- Leader: Ray Brown
- Founded: 2010
- Registered: June 2010
- Dissolved: 2021

Website
- www.advanceaustraliaparty.org.au

= Advance Australia Party (2010) =

The Advance Australia Party, formerly the Building Australia Party, was a minor political party in Australia, advocating the rights of the building industry. First registered in New South Wales, it achieved federal registration in June 2010, but was deregistered in May 2015. However, the party was still active for several years afterwards on a state level, sending out candidates for the New South Wales Hills Shire Council and Mayoral elections in 2017. The Advance Australia Party was deregistered on 13 August 2019.

The party was founded out of discontent with state and federal governments that push regulations which the founders of the Building Australia Party believe hold back the Australian building and building design industry. Its policies are centred on the building industry and housing affordability, but also include supporting a nurse-to-patient ratio in NSW and encouraging environmental sustainability.
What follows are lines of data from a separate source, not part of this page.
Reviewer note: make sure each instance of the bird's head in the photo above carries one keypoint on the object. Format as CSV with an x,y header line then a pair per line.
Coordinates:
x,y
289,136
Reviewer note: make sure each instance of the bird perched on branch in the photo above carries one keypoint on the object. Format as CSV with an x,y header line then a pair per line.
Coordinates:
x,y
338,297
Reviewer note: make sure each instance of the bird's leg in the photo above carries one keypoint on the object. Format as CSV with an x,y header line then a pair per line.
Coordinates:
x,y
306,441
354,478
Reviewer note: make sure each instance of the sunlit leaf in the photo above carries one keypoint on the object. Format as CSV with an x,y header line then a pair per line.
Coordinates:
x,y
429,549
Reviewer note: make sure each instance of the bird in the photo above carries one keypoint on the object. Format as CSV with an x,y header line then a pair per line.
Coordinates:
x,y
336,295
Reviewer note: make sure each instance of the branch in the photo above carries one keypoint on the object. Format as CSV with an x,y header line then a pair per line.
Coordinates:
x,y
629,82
At the 2010 federal election, the party nominated candidates for the Australian Senate in three states (New South Wales, Victoria, and South Australia), and also contested three House of Representatives seats: Bennelong, Greenway, and Macarthur, but did not receive enough votes to enter either house. It contested seats at the NSW State election in March 2011. The party contested at the 2013 federal election for senate seats in NSW, Victoria, Queensland, and South Australia, however they failed to win any seats.

The party is led by Raymond Brown, a building designer and the Past National President of the Building Designers Association of Australia. He has served as the Deputy Mayor of the Hills Shire Council and was a councillor between 1991 and 1995.

The party was involved in Glenn Druery's Minor Party Alliance (MPA) and the Alliance for Progress.